Mohamed will become the country’s first elected Somali-American mayor on Jan. 2, after she completes her term as a City Council member — a seat she won at 23, becoming the youngest person, the first Muslim and the first Somali-American to serve in that body. Her family migrated to Kenya after the civil war in Somalia, and she lived in the Kakuma refugee camp until she was about 10.
Election Day also brought mayoral milestones in Philadelphia, where Cherelle Parker became the first woman and the first Black woman to win the position, and in Wichita, Kan., where Lily Wu became the first Asian American elected to that office.
In St. Louis Park, whose population is 80 percent white, Ms. Mohamed centered her campaign on increasing homeownership and community policing. I recently spoke with her, and our conversation below has been condensed and lightly edited.
Was there a moment when you had a political awakening? Or did the need to become the change you wanted to see happen gradually?
2016. I was going to college, and I grew up with Michelle Obama and Barack Obama. I had only known a Black president, and one that ran on unity.
And then in 2016, here came this candidate who attacked the Somali community in Minnesota. Oh my gosh, is this politics in America?
It was my first time being able to vote in a presidential election. I remember feeling like I was not at ease. Is my face the kind that America wants?
So I started reaching out to my neighbors, organizations and our Police Department. I connected people and had those dialogues. Not only did it add to my sense of belonging, but other people felt like they belonged here, regardless of what was happening outside St. Louis Park. I was then asked to run for office. It opened up a possibility of political life and how I could make an impact.
The experience of that election was an awakening. I think a lot of people woke up.
You handily won this race. How did you get people interested in civic participation and build a coalition?
What really helped was reminding people that I grew up in St.
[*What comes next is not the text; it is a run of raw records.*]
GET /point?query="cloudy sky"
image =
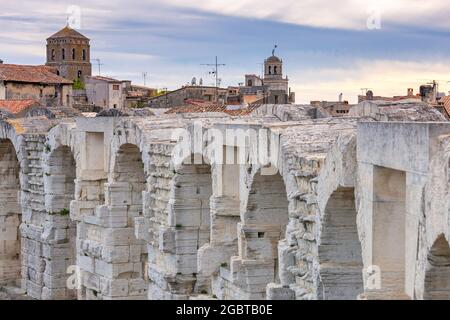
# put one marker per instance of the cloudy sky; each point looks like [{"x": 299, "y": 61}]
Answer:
[{"x": 328, "y": 47}]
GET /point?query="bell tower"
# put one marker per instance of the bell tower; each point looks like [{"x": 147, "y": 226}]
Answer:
[{"x": 69, "y": 52}]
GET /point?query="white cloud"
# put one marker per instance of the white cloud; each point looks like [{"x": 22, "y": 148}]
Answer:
[{"x": 345, "y": 14}]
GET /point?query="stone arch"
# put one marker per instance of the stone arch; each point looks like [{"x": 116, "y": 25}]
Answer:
[
  {"x": 10, "y": 215},
  {"x": 189, "y": 215},
  {"x": 339, "y": 251},
  {"x": 437, "y": 273},
  {"x": 124, "y": 201},
  {"x": 59, "y": 230},
  {"x": 263, "y": 225}
]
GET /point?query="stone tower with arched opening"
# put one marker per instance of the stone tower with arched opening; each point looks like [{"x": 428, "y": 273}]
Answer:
[{"x": 69, "y": 52}]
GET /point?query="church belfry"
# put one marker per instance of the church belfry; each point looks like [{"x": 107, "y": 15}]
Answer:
[{"x": 69, "y": 52}]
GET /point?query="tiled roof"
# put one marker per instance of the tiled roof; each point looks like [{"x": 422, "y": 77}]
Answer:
[
  {"x": 30, "y": 74},
  {"x": 68, "y": 32},
  {"x": 199, "y": 106},
  {"x": 107, "y": 79},
  {"x": 17, "y": 106}
]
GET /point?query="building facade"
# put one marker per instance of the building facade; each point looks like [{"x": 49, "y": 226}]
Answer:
[
  {"x": 69, "y": 52},
  {"x": 105, "y": 92}
]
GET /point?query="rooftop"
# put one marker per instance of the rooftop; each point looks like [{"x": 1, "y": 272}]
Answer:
[
  {"x": 107, "y": 79},
  {"x": 68, "y": 32},
  {"x": 17, "y": 106},
  {"x": 31, "y": 74}
]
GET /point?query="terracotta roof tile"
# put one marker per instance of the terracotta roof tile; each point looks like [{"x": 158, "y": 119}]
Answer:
[
  {"x": 446, "y": 102},
  {"x": 68, "y": 32},
  {"x": 31, "y": 74},
  {"x": 17, "y": 106}
]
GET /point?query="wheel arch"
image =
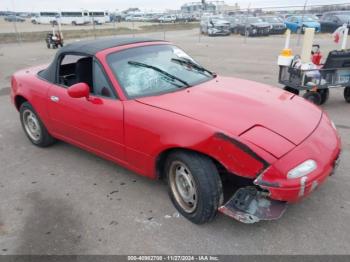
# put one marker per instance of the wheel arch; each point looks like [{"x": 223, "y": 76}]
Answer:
[
  {"x": 19, "y": 100},
  {"x": 162, "y": 156}
]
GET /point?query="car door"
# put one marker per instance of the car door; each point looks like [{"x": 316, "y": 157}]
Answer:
[{"x": 95, "y": 123}]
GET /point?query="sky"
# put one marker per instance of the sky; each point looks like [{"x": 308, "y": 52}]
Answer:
[{"x": 112, "y": 5}]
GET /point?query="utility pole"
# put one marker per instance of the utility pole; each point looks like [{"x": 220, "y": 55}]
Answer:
[
  {"x": 301, "y": 26},
  {"x": 246, "y": 24}
]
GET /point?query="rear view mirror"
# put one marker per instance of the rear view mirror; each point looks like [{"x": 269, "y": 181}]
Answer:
[{"x": 79, "y": 90}]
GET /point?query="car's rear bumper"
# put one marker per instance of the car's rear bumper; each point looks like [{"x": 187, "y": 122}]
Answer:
[{"x": 322, "y": 146}]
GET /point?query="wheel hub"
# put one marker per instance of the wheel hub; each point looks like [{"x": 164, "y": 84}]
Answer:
[
  {"x": 183, "y": 186},
  {"x": 31, "y": 125}
]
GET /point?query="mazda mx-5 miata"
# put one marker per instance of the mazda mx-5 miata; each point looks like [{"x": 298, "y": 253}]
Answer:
[{"x": 148, "y": 106}]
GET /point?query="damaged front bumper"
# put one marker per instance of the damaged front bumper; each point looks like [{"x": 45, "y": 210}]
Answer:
[
  {"x": 248, "y": 205},
  {"x": 267, "y": 199}
]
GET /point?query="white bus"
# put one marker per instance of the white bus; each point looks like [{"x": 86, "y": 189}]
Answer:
[
  {"x": 99, "y": 17},
  {"x": 45, "y": 18},
  {"x": 74, "y": 18}
]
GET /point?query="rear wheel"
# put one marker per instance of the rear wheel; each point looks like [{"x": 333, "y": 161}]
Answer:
[
  {"x": 347, "y": 94},
  {"x": 313, "y": 97},
  {"x": 291, "y": 90},
  {"x": 194, "y": 186},
  {"x": 34, "y": 127}
]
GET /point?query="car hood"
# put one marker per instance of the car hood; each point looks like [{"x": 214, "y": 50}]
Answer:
[{"x": 236, "y": 105}]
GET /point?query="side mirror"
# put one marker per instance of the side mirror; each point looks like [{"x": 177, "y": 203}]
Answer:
[{"x": 79, "y": 90}]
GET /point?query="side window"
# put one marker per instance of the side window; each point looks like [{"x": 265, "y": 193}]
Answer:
[
  {"x": 101, "y": 85},
  {"x": 74, "y": 69}
]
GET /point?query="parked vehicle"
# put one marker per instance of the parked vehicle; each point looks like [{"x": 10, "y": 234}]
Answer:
[
  {"x": 299, "y": 23},
  {"x": 75, "y": 18},
  {"x": 134, "y": 18},
  {"x": 277, "y": 25},
  {"x": 215, "y": 26},
  {"x": 167, "y": 19},
  {"x": 234, "y": 23},
  {"x": 54, "y": 40},
  {"x": 122, "y": 99},
  {"x": 46, "y": 18},
  {"x": 184, "y": 18},
  {"x": 99, "y": 18},
  {"x": 14, "y": 18},
  {"x": 333, "y": 20},
  {"x": 253, "y": 26}
]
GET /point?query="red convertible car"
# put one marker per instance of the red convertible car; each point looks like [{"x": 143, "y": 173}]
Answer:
[{"x": 148, "y": 106}]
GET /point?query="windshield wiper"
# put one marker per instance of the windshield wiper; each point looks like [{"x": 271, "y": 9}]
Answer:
[
  {"x": 186, "y": 61},
  {"x": 160, "y": 71}
]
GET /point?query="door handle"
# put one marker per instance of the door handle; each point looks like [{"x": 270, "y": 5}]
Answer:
[{"x": 54, "y": 99}]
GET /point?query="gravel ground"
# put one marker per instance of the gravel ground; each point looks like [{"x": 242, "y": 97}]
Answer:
[{"x": 62, "y": 200}]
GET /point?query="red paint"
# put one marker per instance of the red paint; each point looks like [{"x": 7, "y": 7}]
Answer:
[{"x": 234, "y": 121}]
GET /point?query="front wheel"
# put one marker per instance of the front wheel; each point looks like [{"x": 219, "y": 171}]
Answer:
[
  {"x": 347, "y": 94},
  {"x": 194, "y": 185},
  {"x": 34, "y": 127}
]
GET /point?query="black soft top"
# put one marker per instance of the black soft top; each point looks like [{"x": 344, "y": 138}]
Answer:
[{"x": 90, "y": 47}]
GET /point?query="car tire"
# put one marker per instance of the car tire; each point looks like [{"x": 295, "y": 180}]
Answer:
[
  {"x": 313, "y": 97},
  {"x": 291, "y": 90},
  {"x": 194, "y": 178},
  {"x": 34, "y": 127},
  {"x": 324, "y": 95},
  {"x": 347, "y": 94}
]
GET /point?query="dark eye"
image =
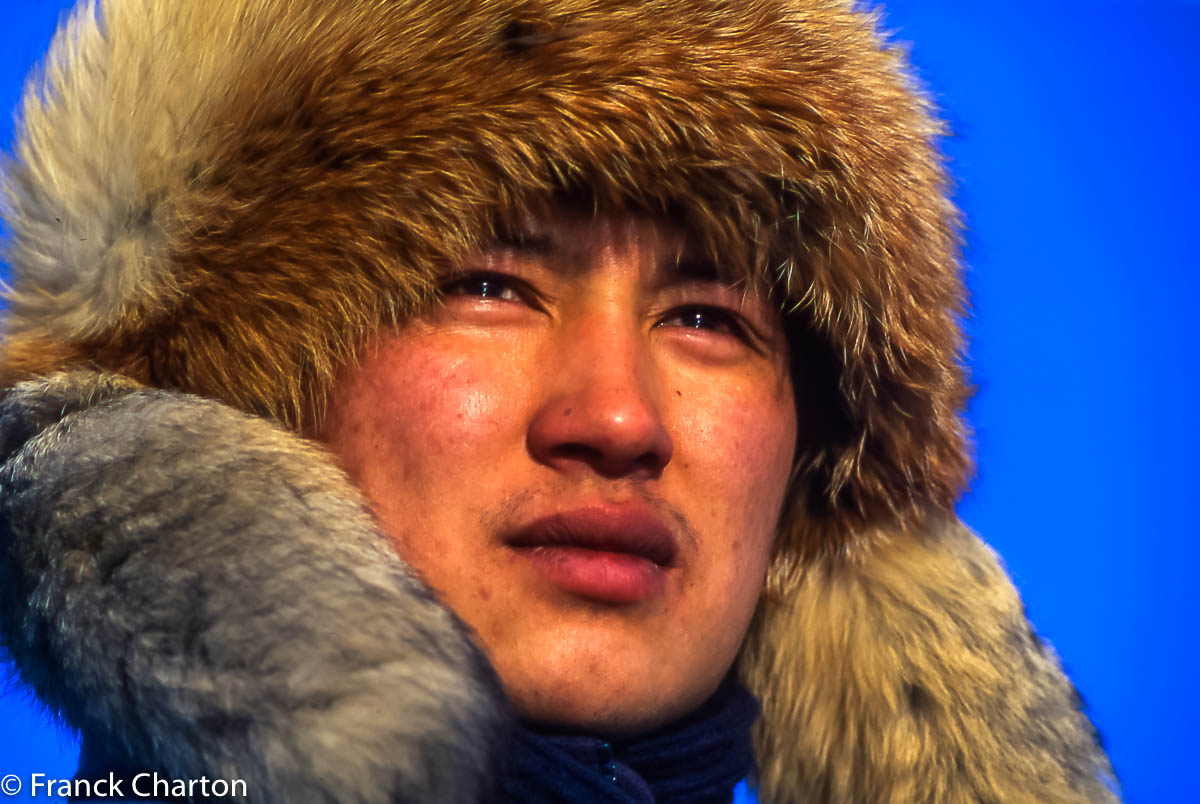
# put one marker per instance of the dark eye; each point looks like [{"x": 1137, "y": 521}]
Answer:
[
  {"x": 706, "y": 318},
  {"x": 484, "y": 286}
]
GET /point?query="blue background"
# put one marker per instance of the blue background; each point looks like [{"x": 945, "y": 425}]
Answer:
[{"x": 1075, "y": 136}]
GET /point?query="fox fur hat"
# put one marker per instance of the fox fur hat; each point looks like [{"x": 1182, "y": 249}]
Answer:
[{"x": 226, "y": 198}]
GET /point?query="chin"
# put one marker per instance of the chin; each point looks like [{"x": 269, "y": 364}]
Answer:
[{"x": 605, "y": 699}]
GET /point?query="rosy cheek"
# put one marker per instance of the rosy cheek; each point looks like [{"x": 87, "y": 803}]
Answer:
[{"x": 431, "y": 401}]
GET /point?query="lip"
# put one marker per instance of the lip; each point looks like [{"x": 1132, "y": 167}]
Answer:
[{"x": 613, "y": 555}]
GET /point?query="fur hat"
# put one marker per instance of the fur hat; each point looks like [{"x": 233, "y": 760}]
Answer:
[{"x": 228, "y": 197}]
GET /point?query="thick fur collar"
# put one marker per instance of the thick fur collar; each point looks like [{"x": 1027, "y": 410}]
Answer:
[
  {"x": 203, "y": 594},
  {"x": 912, "y": 675}
]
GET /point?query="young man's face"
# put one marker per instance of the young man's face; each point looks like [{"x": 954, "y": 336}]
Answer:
[{"x": 585, "y": 453}]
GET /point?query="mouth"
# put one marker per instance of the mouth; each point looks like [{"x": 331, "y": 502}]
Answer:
[{"x": 612, "y": 555}]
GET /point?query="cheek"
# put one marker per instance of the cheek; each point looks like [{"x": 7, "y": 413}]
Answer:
[
  {"x": 737, "y": 448},
  {"x": 414, "y": 414}
]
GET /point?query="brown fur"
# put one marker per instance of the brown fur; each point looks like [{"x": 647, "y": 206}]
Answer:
[
  {"x": 228, "y": 197},
  {"x": 913, "y": 677}
]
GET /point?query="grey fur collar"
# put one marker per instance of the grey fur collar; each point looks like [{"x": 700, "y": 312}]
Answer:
[
  {"x": 201, "y": 593},
  {"x": 205, "y": 595}
]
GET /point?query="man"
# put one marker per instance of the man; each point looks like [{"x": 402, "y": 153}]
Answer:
[{"x": 595, "y": 357}]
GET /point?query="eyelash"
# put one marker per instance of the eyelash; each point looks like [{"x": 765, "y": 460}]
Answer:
[{"x": 480, "y": 285}]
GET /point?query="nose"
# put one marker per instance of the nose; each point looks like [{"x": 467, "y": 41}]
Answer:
[{"x": 600, "y": 413}]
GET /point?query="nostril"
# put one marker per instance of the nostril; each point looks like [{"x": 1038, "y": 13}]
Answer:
[{"x": 576, "y": 451}]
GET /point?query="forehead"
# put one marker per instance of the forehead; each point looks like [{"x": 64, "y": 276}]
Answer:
[{"x": 574, "y": 238}]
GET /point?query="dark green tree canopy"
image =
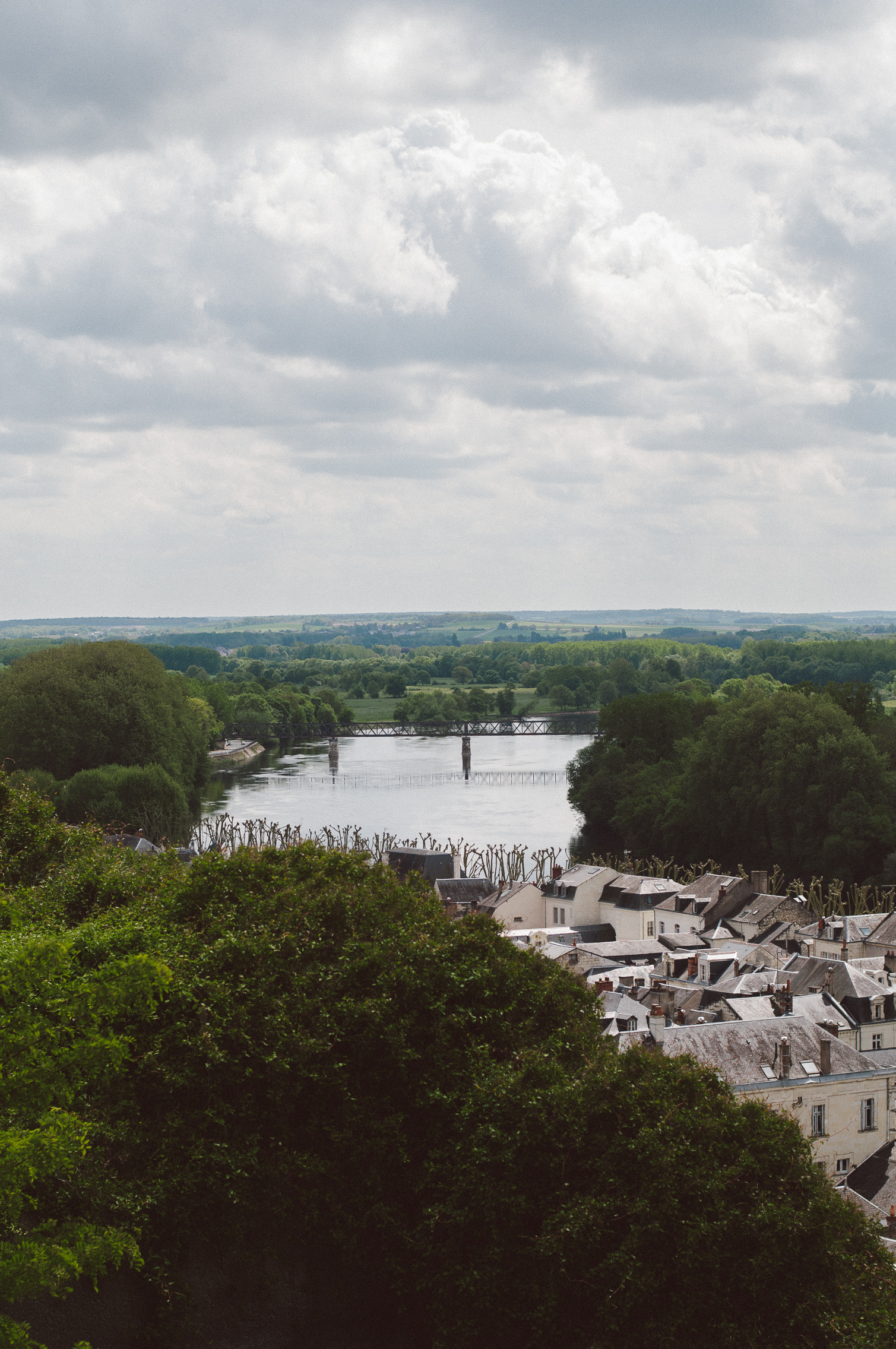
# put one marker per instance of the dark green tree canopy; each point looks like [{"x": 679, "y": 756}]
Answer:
[
  {"x": 764, "y": 777},
  {"x": 68, "y": 708},
  {"x": 293, "y": 1050}
]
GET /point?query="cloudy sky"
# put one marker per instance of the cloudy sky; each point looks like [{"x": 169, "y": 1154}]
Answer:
[{"x": 314, "y": 306}]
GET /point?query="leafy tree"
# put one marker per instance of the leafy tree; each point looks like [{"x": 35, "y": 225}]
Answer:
[
  {"x": 328, "y": 706},
  {"x": 337, "y": 1068},
  {"x": 635, "y": 732},
  {"x": 758, "y": 776},
  {"x": 787, "y": 777},
  {"x": 862, "y": 702},
  {"x": 76, "y": 707},
  {"x": 436, "y": 706},
  {"x": 505, "y": 701},
  {"x": 562, "y": 696},
  {"x": 184, "y": 657},
  {"x": 131, "y": 797},
  {"x": 254, "y": 708},
  {"x": 606, "y": 691},
  {"x": 478, "y": 703}
]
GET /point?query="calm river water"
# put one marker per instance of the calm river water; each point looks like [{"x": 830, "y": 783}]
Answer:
[{"x": 516, "y": 791}]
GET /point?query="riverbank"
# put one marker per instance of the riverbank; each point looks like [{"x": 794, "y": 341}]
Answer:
[{"x": 236, "y": 752}]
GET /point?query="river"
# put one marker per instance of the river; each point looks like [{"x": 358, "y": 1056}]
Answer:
[{"x": 516, "y": 792}]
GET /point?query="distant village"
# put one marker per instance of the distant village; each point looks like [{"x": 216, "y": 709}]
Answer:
[{"x": 800, "y": 1015}]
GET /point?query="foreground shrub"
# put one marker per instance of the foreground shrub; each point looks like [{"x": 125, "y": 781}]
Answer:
[
  {"x": 130, "y": 797},
  {"x": 431, "y": 1120}
]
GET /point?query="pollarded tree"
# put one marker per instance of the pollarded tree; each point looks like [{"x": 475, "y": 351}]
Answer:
[{"x": 75, "y": 707}]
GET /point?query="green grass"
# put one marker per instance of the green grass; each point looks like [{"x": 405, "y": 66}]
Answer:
[
  {"x": 373, "y": 708},
  {"x": 384, "y": 708}
]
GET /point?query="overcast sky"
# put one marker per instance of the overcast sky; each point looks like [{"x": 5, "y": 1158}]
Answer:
[{"x": 318, "y": 306}]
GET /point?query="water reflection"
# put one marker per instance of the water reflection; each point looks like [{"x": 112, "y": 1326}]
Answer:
[{"x": 505, "y": 790}]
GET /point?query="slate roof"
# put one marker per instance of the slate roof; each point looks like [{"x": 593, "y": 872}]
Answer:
[
  {"x": 625, "y": 951},
  {"x": 817, "y": 1007},
  {"x": 872, "y": 1183},
  {"x": 639, "y": 892},
  {"x": 884, "y": 933},
  {"x": 618, "y": 1009},
  {"x": 639, "y": 971},
  {"x": 581, "y": 873},
  {"x": 760, "y": 907},
  {"x": 749, "y": 981},
  {"x": 644, "y": 884},
  {"x": 682, "y": 942},
  {"x": 810, "y": 971},
  {"x": 740, "y": 1049},
  {"x": 853, "y": 927},
  {"x": 463, "y": 891},
  {"x": 494, "y": 898}
]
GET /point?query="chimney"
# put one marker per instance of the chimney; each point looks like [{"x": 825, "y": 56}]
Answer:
[{"x": 786, "y": 1059}]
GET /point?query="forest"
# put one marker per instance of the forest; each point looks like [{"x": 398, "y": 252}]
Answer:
[
  {"x": 281, "y": 1088},
  {"x": 755, "y": 773}
]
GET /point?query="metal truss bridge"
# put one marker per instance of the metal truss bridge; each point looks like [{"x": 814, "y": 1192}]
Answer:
[{"x": 556, "y": 723}]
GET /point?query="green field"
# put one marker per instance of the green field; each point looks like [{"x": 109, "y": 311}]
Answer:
[{"x": 384, "y": 708}]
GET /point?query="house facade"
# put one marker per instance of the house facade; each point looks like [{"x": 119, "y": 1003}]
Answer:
[{"x": 840, "y": 1098}]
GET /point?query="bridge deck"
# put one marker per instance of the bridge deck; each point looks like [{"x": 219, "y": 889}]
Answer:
[{"x": 558, "y": 723}]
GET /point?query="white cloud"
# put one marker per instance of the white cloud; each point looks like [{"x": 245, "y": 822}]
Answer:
[{"x": 502, "y": 269}]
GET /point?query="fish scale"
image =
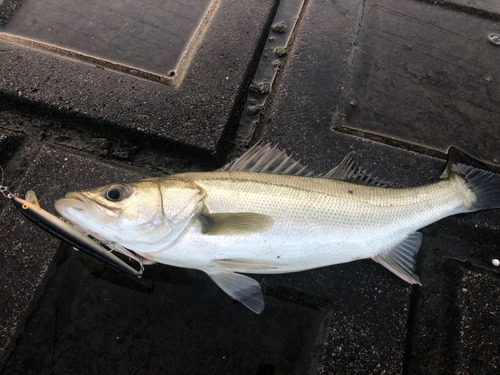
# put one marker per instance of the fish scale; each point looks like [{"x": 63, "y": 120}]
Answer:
[{"x": 267, "y": 213}]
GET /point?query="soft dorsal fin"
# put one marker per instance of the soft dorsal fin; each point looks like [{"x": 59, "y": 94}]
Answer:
[
  {"x": 266, "y": 159},
  {"x": 349, "y": 171}
]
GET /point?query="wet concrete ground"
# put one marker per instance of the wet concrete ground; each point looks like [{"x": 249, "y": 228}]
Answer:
[{"x": 397, "y": 81}]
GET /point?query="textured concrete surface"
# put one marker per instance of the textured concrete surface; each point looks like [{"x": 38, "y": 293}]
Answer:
[
  {"x": 340, "y": 87},
  {"x": 440, "y": 66},
  {"x": 198, "y": 113}
]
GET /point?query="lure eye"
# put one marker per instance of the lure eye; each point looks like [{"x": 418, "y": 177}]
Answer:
[{"x": 116, "y": 193}]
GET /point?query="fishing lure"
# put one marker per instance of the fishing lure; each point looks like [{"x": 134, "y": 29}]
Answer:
[{"x": 30, "y": 208}]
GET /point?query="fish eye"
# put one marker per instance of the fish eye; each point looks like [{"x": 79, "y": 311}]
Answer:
[{"x": 116, "y": 193}]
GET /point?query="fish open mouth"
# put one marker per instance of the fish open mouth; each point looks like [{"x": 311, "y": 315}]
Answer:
[{"x": 78, "y": 208}]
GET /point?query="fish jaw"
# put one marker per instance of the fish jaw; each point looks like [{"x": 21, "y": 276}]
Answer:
[{"x": 79, "y": 210}]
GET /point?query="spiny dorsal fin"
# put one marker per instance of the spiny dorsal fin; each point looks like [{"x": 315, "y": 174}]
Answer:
[
  {"x": 349, "y": 171},
  {"x": 266, "y": 159},
  {"x": 235, "y": 224}
]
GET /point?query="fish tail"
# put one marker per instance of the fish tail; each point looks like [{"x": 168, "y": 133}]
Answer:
[{"x": 483, "y": 183}]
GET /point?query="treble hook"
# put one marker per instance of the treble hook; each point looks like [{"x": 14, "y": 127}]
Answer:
[{"x": 5, "y": 189}]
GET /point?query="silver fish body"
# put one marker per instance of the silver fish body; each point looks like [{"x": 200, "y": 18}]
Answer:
[{"x": 262, "y": 214}]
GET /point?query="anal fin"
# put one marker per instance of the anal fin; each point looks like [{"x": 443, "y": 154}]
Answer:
[
  {"x": 241, "y": 288},
  {"x": 401, "y": 259}
]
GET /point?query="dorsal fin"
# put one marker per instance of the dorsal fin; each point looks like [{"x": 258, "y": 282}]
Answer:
[
  {"x": 349, "y": 171},
  {"x": 266, "y": 159}
]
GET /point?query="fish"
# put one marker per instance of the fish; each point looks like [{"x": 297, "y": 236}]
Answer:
[
  {"x": 31, "y": 209},
  {"x": 266, "y": 213}
]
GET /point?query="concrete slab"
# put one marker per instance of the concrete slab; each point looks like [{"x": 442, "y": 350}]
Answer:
[
  {"x": 490, "y": 6},
  {"x": 426, "y": 75},
  {"x": 9, "y": 143},
  {"x": 311, "y": 90},
  {"x": 200, "y": 110},
  {"x": 149, "y": 36},
  {"x": 479, "y": 328}
]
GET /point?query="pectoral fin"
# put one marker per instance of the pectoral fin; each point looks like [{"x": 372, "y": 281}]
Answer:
[
  {"x": 31, "y": 197},
  {"x": 401, "y": 259},
  {"x": 235, "y": 224},
  {"x": 245, "y": 264},
  {"x": 242, "y": 288}
]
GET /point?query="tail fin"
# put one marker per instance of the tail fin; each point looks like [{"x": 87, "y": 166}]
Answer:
[{"x": 481, "y": 181}]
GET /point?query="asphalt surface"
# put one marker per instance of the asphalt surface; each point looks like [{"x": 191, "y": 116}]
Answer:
[{"x": 397, "y": 81}]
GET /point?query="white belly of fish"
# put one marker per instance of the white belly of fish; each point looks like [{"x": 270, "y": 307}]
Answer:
[{"x": 316, "y": 222}]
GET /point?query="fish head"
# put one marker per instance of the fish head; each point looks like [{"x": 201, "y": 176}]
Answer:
[{"x": 141, "y": 216}]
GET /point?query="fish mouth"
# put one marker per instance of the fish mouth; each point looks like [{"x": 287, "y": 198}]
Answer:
[{"x": 84, "y": 206}]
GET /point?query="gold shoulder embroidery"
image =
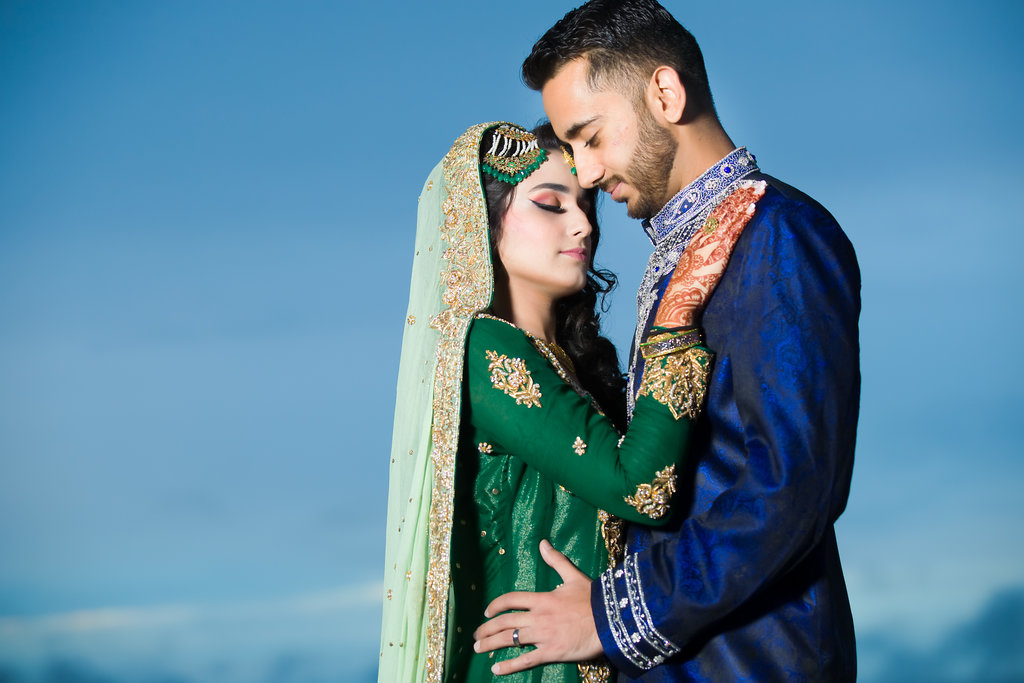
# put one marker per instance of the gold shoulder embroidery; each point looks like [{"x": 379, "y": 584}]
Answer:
[
  {"x": 678, "y": 381},
  {"x": 511, "y": 376},
  {"x": 653, "y": 499}
]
Louis Park. I lived in many of the neighborhoods that I was door-knocking in during the campaign, and people recognized me and they knew the work that I was doing.
What was really inspiring was the college students and high school students going out after their classes and obligations. The older generations would see that and said it was amazing. We need the younger generation to be active in their civic duty and participate. We actually got the biggest turnout in St. Louis Park in at least 30 years.
What has been the biggest takeaway from your experience as an elected official?
Government is slow, and it should be slow.
When we are not beingintentional with our policies, we’re not doing our jobs right. Being fast is an easy route to making mistakes.
“This is a milestone — this is not the destination,” you said after your election. What do you mean by that?
It’s important to note that I’m Black, Somali-American, a woman. We still have so much work to do and often BIPOC elected officials don’t get their stories told beyond their identities.
I want people to be proud of the work that we’ve done. It’s a testament of how hard we worked as a community to be inclusive. And it’s just the first chapter.
The world doesn’t automatically become more equitable just because we have a person of color at the seat.
Black Americans live a complex existence when they live and go to work and go to school in spaces that are largely controlled by white people. Sometimes they can’t be their authentic selves. You appear to have overcome that challenge. If that is right, how do you think you resisted that tension?
Resisting that tension isn’t something that I’ve overcome. It’s something I will continue to experience, and I will use the people in my network, whether it’s my neighbors or colleagues, to help me fight that.
It’s also important to acknowledge that we have had our fair share of discriminatory policies in Minnesota. For example, we see higher rates of white Americans in St. Louis Park who own their homes versus people of color.
How we advocate and implement policies that lead to equitable impact starts with recognizing our history. Now we have a first-generation home buyers program. We have to be aware of who’s being impacted and what barriers remain. I’m in a unique spot where I have lived experience to be able to speak to that.
If you can be immodest for a moment, what can others learn from your life story and your successful campaign?
Honestly, even being immodest, I didn’t get here by myself. It takes a coalition who truly supports you. A little courage doesn’t hurt.
Who are your political role models?
I’ve spoken with mayors in the area who’ve offered their support and advice. But I’m more of a Maya Angelou girl. In my heart of hearts, I am a poet. It’s even in my Somali culture — we are a people of poetry and oral languages. She has long commented on the injustices of the world in a beautiful way. I take her with me everywhere I go.